El pelo rojo de Ann mezclado con la tierra aparecía como las brasas de una hoguera desafiando al cielo nocturno. Estuvieron cinco largos minutos agarrados. Ann resoplaba con los dientes apretados y la cara enrojecida por la furia.
- Te odio con toda mi alma, dijo Ann, agotada.
- Yo también te odio, contestó Ricardo. Entonces apretó sus labios contra los de ella y aguantó que ella clavase las uñas en la nuca y le mordiese hasta hacerle sangrar.

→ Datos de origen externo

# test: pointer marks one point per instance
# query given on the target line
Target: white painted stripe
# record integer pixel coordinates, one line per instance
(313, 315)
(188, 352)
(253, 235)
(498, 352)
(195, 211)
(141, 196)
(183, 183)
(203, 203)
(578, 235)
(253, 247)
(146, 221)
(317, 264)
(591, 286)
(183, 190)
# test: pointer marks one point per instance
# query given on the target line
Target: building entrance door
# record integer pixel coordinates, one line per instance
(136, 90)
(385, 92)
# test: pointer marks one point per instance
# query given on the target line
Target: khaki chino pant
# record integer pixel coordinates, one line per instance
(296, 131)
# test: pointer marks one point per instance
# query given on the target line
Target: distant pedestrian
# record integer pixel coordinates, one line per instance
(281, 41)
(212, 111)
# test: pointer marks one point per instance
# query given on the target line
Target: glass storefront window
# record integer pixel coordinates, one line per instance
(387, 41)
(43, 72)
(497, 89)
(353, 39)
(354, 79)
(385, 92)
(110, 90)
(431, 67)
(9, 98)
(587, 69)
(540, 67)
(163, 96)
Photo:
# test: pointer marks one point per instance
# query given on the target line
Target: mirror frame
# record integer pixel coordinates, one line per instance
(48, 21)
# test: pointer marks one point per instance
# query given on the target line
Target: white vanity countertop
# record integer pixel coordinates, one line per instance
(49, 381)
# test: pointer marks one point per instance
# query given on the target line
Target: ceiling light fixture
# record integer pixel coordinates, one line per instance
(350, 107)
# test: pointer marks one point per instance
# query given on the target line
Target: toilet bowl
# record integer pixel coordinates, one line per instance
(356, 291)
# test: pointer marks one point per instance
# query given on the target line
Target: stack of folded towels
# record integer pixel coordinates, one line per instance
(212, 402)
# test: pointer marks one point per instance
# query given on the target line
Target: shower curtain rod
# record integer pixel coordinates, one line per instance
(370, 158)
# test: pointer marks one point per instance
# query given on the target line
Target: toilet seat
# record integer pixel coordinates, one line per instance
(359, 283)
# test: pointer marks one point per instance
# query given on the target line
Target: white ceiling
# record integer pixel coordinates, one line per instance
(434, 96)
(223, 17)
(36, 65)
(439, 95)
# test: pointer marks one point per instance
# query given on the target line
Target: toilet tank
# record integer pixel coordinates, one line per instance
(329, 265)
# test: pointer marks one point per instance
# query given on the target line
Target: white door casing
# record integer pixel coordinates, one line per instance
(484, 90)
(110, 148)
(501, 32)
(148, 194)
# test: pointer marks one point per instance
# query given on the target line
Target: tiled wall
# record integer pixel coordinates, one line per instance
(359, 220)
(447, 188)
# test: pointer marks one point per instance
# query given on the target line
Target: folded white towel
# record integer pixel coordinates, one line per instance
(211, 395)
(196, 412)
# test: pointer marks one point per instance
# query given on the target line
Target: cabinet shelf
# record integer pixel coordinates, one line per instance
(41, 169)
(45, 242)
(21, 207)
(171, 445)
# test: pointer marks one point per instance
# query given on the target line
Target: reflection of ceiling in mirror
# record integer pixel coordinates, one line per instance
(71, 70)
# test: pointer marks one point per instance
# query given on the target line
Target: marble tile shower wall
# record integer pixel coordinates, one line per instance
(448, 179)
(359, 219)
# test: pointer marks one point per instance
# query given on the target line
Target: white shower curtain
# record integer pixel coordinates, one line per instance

Poco a poco renunciaron a seguir luchando. Llorando, Ann comenzó a saborear la sangre y a sentir el fuego que les brotaba dentro. No importaba la lluvia o la ropa, no importaba estar empapados. Entre lágrimas y risas nerviosas, se sintieron culpables, se besaron, se llamaron idiotas a si mismos, tuvieron miedo, se abrazaron. Entendieron que la vida no es justa, no es lógica, es simplemente maravillosa pero también única, que no valen las excusas ni las cadenas, que aunque intentemos no hacer daño, no podemos renunciar a estar vivos y comenzaron a compartir su tiempo en la tierra desde aquella misma tarde.
Ricardo dejó su trabajo de taxista y se fue a vivir con Ann a un pueblecito costero entre montañas. Ella atendía en el ambulatorio de la población, mientras él enseñaba matemáticas (y ajedrez) en la escuela. No dejaron de amarse al punto de perderse en el otro hasta el delirio en el que se deshace el yo en el nosotros.
Su vida fue un diálogo continuo con la naturaleza y la esencia misma de las cosas. Pocos conocían su historia, pero creaban recuerdos imborrables en todas las personas que se cruzaban con ellos: una sensación de paz, felicidad y armonía contagiaba a quienes se les acercaban.
Cuando Ricardo falleció, casi centenario, hicieron un pequeño busto en su honor en la plaza del pueblo. Ann contaba entonces setenta largos y estaba serena, ya hacía mucho que habían preparado aquel momento juntos. A la semana siguiente, cogió unas pocas cosas y se fue a pasar sus últimos años a una cabaña en una pequeña cala de Marruecos que ya habían preparado en años anteriores.